Die große Mehrheit der Psychotherapeuten zieht den persönlichen Kontakt einem virtuellen vor.

Rückmeldungen der DPtV-Mitglieder zeigen, dass Patienten im Sommer 2020 wieder sehr gerne den persönlichen Kontakt in Anspruch genommen haben. Für eine systematische Betrachtung bezogen auf einzelne Indikationen bedarf es allerdings weiterer wissenschaftlicher Untersuchungen.

Komplette Online-Sitzung kein Regelwerk.

Die Ausnahmeregelungen, dass derzeit auch psychotherapeutische Sprechstunden und probatorische Sitzungen, also anfängliche diagnostische Sitzungen vor dem eigentlichen Beginn einer Psychotherapie, per Video stattfinden können, bewertet die DPtV positiv. Kritisch sieht sie hingegen Selektivverträge, in denen regelhaft nur Erstkontakt, Indikationsstellung und Behandlungsplanung „live“ von einem Psychotherapeuten durchgeführt werden. Die folgende Behandlung findet dann ausschließlich per Video­sitzungen mit einem weiteren Psychotherapeuten statt, dem der Patient niemals face-to-face begegnen wird.

Alternativen Kontakt ermöglichen.

Auch in psychotherapeutischen Videositzungen benötigen Patienten einen geschützten Raum, der sichergestellt sein muss. In einigen Regionen sind die Datenkapazitäten nicht ausreichend oder den Patienten steht keine Übertragungstechnik zur Verfügung. Um zu vermeiden, dass Patienten während einer Behandlungsstunde „verloren“, also aus technischen Gründen offline gehen, sollte immer auch eine alternative Verbindungsmöglichkeit, zum Beispiel eine telefonische Erreichbarkeit, vereinbart werden. Patienten benötigen eine ausreichende psychische Stabilität sowie eine erreichbare Anlaufstelle im Krisenfall. Auch dies sollten Patient und Psychotherapeut zuvor vereinbaren.

Zum Nachteil für die Versorgung ist der Ausschluss der psychotherapeutischen Akutbehandlung per Video. Nach Indikationsstellung und Behandlungsplanung sollte die kurzfristige Überführung der Patienten in eine Akutbehandlung per Video möglich sein. Hier fordert die DPtV Nachbesserungen in den Psychotherapie-Vereinbarungen.

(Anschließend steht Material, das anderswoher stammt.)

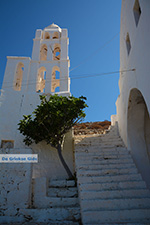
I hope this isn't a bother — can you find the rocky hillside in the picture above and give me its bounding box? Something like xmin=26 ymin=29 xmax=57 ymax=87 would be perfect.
xmin=74 ymin=120 xmax=111 ymax=135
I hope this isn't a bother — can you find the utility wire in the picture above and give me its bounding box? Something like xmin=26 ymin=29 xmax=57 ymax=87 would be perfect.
xmin=1 ymin=32 xmax=120 ymax=83
xmin=0 ymin=69 xmax=135 ymax=88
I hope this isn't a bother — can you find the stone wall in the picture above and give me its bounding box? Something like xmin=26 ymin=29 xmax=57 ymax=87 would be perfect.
xmin=0 ymin=149 xmax=32 ymax=220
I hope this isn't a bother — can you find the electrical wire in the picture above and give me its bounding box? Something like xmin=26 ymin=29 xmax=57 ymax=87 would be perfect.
xmin=0 ymin=69 xmax=135 ymax=89
xmin=69 ymin=32 xmax=120 ymax=72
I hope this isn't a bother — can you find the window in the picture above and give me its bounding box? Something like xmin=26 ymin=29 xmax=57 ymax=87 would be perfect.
xmin=13 ymin=62 xmax=24 ymax=91
xmin=133 ymin=0 xmax=141 ymax=26
xmin=53 ymin=44 xmax=61 ymax=60
xmin=45 ymin=32 xmax=50 ymax=39
xmin=36 ymin=67 xmax=46 ymax=93
xmin=126 ymin=33 xmax=131 ymax=55
xmin=55 ymin=87 xmax=60 ymax=92
xmin=51 ymin=66 xmax=60 ymax=92
xmin=40 ymin=44 xmax=47 ymax=61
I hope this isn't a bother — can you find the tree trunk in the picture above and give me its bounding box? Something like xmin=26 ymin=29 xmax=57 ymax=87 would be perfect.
xmin=57 ymin=144 xmax=73 ymax=179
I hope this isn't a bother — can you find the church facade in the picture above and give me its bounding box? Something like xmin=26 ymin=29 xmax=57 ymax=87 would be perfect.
xmin=116 ymin=0 xmax=150 ymax=187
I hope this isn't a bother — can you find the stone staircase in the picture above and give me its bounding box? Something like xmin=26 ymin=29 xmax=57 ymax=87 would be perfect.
xmin=17 ymin=177 xmax=81 ymax=225
xmin=75 ymin=125 xmax=150 ymax=225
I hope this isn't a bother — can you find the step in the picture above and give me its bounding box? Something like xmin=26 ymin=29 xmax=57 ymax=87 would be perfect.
xmin=82 ymin=209 xmax=150 ymax=225
xmin=49 ymin=180 xmax=75 ymax=187
xmin=80 ymin=189 xmax=150 ymax=200
xmin=47 ymin=187 xmax=78 ymax=198
xmin=77 ymin=163 xmax=136 ymax=170
xmin=77 ymin=168 xmax=137 ymax=177
xmin=76 ymin=159 xmax=133 ymax=165
xmin=20 ymin=207 xmax=80 ymax=224
xmin=75 ymin=149 xmax=129 ymax=157
xmin=78 ymin=174 xmax=142 ymax=184
xmin=79 ymin=181 xmax=146 ymax=191
xmin=75 ymin=146 xmax=128 ymax=153
xmin=81 ymin=198 xmax=150 ymax=212
xmin=34 ymin=197 xmax=79 ymax=209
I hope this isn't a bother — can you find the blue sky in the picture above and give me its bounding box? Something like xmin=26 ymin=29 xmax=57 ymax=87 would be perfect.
xmin=0 ymin=0 xmax=121 ymax=122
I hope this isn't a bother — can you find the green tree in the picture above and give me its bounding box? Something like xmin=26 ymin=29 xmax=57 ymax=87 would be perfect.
xmin=18 ymin=94 xmax=87 ymax=179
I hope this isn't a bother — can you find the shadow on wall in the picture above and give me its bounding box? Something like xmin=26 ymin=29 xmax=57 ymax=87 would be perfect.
xmin=128 ymin=88 xmax=150 ymax=188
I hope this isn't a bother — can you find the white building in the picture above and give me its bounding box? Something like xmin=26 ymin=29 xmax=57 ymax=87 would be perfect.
xmin=116 ymin=0 xmax=150 ymax=187
xmin=0 ymin=24 xmax=73 ymax=177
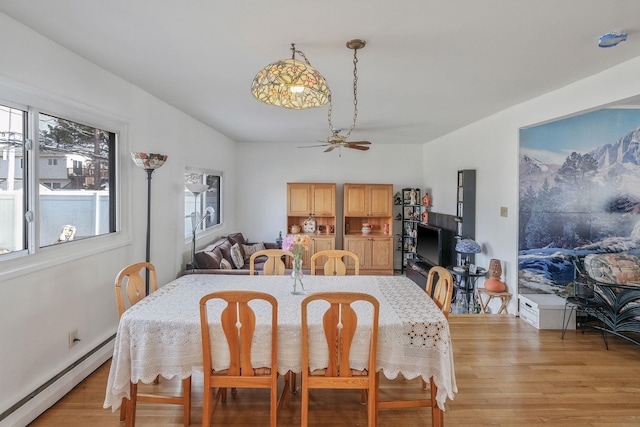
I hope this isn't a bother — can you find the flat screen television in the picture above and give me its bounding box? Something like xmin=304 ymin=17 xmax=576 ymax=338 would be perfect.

Nach wie vor sind die Möglichkeiten in der Gruppen­psychotherapie per Video begrenzt. Zwar ist derzeit die Umwandlung einer Gruppentherapie in Einzeltherapien möglich. Der dann notwendige Zeitbedarf überfordert jedoch insbesondere die Praxen, die sich in der Gruppentherapie besonders engagieren.

Persönlicher Kontakt als oberstes Ziel.

Psychotherapie in Videositzungen wird auch nach der Corona-Pandemie ihren Stellenwert in der Versorgung behalten, zum Beispiel für Patienten mit einer Bewegungseinschränkung. Der Goldstandard in der ambulanten Psychotherapie bleibt die Behandlung in persönlicher Anwesenheit der Patienten.

Gebhard Hentschel ist Bundesvorsitzender der Deutschen PsychotherapeutenVereinigung (DPtV), Psychologischer Psychotherapeut und Kinder- und Jugendlichenpsychotherapeut.